Amaya sessiz kaldı, böyle bir durumda söyleyebileceği hiçbir şey yoktu.
Ancak, söyleyebilecek biri vardı.
"Sırlarını anlattığın kişi onun kızı olsa bile…?"
Aeliana uzun zamandır ilk kez konuştu, Faustina'ya kırmızı gözleriyle yoğun bir şekilde bakarak.
Faustina, o gözlerin arkasında farklı, güçlü duygular görebiliyordu. Kızın yüzündeki ifadeyi görünce, kalbi binlerce parçaya bölündüğünü hissetti, ancak Progenitor yüzünde hiçbir şey göstermedi ve her zamanki gülümsemesini takındı.
"O adamın sana her şeyi kendi ağzından anlatmasını tercih ederim...
Bence sana bunu borçlu."
Bu son sözleri söylerken, Faustina'nın poker yüzü bozuldu ve yüzünde karmaşık bir ifade belirdi. Ancak kısa süre sonra, her zamanki gülümsemesi yüzüne geri dönerek başını salladı ve
"Lütfen beklediğin gibi bekle, Aeliana.
Bunca zamandır güçlü olduğunu biliyorum, sadece biraz daha böyle devam etmeni istiyorum.
Lütfen bunu baban için yap ve onun seni her şeyden çok sevdiğini bil.
"Öyle görünmüyor," diye cevapladı Aeliana, sesi kısılmış, nemli gözleri yoğun bir şekilde parlıyor, vücudu titriyordu.
"Onunla nihayet karşılaştığında anlayacaksın..."
Faustina bunu yüksek sesle söylemek istedi, ancak bunu söyleyecek cesareti yoktu ve sadece sessiz kaldı.
Önündeki küçük kızı, zaten kırdığı kadar daha fazla kırmak istemiyordu.

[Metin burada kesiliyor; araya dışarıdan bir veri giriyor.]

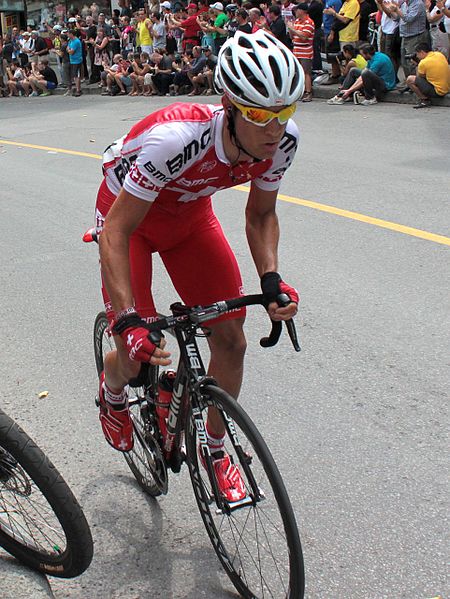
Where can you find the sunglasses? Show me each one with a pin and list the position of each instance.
(261, 116)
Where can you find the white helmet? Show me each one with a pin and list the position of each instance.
(256, 69)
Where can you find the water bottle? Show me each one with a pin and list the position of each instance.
(165, 388)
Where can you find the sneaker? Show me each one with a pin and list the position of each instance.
(228, 477)
(335, 100)
(369, 101)
(423, 104)
(116, 424)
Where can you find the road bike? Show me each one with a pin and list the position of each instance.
(41, 522)
(256, 539)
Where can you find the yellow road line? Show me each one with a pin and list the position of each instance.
(370, 220)
(46, 148)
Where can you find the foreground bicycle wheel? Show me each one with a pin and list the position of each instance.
(145, 460)
(257, 544)
(41, 522)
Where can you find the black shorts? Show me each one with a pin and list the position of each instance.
(75, 70)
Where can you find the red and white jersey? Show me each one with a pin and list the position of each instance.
(177, 154)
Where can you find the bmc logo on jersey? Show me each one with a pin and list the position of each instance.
(189, 152)
(207, 166)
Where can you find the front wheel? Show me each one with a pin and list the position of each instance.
(257, 541)
(41, 522)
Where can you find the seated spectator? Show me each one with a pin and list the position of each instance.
(206, 77)
(433, 76)
(141, 67)
(181, 67)
(374, 81)
(352, 59)
(162, 76)
(17, 83)
(43, 79)
(196, 67)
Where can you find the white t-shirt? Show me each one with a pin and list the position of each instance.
(388, 25)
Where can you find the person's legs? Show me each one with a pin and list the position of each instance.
(374, 86)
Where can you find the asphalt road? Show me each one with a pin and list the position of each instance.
(357, 420)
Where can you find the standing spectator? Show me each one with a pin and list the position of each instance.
(277, 25)
(220, 34)
(243, 24)
(433, 76)
(143, 29)
(43, 79)
(191, 27)
(315, 12)
(345, 28)
(101, 54)
(413, 30)
(75, 51)
(39, 48)
(390, 35)
(158, 31)
(302, 32)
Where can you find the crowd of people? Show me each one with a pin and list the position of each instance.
(171, 48)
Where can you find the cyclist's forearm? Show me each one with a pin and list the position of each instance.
(262, 235)
(114, 252)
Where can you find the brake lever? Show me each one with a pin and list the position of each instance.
(272, 339)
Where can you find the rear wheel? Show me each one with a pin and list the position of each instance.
(41, 522)
(257, 542)
(145, 460)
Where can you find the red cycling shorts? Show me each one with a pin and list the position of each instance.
(193, 248)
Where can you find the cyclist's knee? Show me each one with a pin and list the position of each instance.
(228, 338)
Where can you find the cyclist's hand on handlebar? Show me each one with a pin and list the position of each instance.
(272, 287)
(141, 345)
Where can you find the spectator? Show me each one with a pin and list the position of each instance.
(257, 20)
(198, 65)
(242, 19)
(413, 30)
(190, 25)
(162, 76)
(158, 31)
(220, 34)
(302, 32)
(375, 80)
(144, 26)
(16, 83)
(345, 28)
(433, 76)
(75, 52)
(43, 78)
(390, 35)
(439, 37)
(205, 78)
(140, 67)
(277, 25)
(39, 47)
(315, 12)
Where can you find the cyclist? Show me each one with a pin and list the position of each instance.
(156, 197)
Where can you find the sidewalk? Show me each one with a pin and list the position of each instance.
(322, 92)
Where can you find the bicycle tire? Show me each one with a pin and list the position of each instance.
(145, 460)
(41, 522)
(246, 571)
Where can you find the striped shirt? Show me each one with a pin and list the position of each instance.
(303, 48)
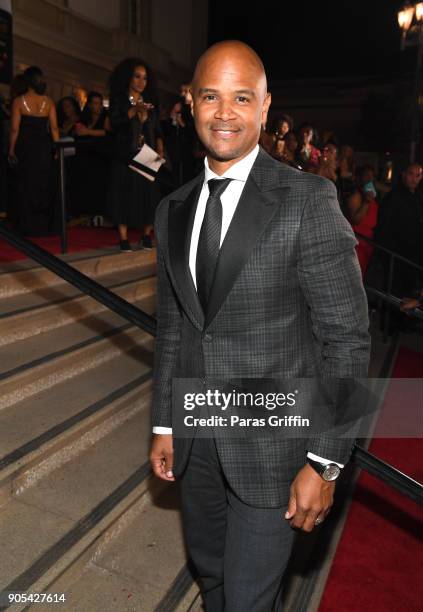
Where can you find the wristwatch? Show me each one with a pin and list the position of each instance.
(328, 472)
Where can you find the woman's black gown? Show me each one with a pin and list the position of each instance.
(132, 199)
(34, 213)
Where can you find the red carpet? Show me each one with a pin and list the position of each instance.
(379, 559)
(79, 239)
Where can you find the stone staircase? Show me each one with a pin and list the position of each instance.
(79, 511)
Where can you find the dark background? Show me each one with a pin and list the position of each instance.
(298, 38)
(337, 64)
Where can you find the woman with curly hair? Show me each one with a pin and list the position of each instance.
(134, 121)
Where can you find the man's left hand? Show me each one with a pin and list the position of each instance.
(311, 499)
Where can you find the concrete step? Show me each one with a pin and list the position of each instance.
(68, 365)
(25, 324)
(25, 354)
(41, 432)
(82, 504)
(134, 569)
(20, 279)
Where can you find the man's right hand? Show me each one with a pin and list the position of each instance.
(161, 456)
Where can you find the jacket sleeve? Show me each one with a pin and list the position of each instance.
(331, 281)
(169, 322)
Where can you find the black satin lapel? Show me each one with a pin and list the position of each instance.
(181, 220)
(253, 213)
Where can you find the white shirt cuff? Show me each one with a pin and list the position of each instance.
(322, 460)
(162, 430)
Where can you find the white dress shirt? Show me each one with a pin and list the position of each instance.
(230, 197)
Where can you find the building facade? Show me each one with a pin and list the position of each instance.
(77, 42)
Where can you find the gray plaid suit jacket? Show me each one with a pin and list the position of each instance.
(287, 301)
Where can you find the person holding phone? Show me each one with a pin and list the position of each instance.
(134, 121)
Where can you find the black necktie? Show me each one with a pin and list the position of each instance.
(209, 240)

Şu anda en iyi seçenek sessizlikti.
"Yani... bu artık antrenman yapamayacağımız anlamına mı geliyor? Leydi Aeliana'nın dediği gibi, iki dünya da zaman akışının daha hızlı olduğu tüm boyutları savaş alanı olarak kullanacak, bu yüzden biz de diğer boyutları kullanamayacağız, değil mi?"
Aniden, Nux sordu.
Faustina oğluna baktı ve yüzünde küçük, minnettar bir gülümseme belirdi. Oğlunun Aeliana'nın dikkatini başka yöne çekmek için konuyu değiştirmeye çalıştığını biliyordu. Aeliana gibi birinin asla kanmayacağı bir numara, ancak şu anda vampir bile bunu takdir ederdi.
Nux annesine bakarak, yüzünde hafif bir gülümsemeyle başını salladı. "Waranal'da antrenman yapabilirsin, çünkü o boyut tamamen bizim kontrolümüzde, Yüksek Seviye Dünyalar bile diğer Dünyaların kontrolündeki Boyutları istila etmez."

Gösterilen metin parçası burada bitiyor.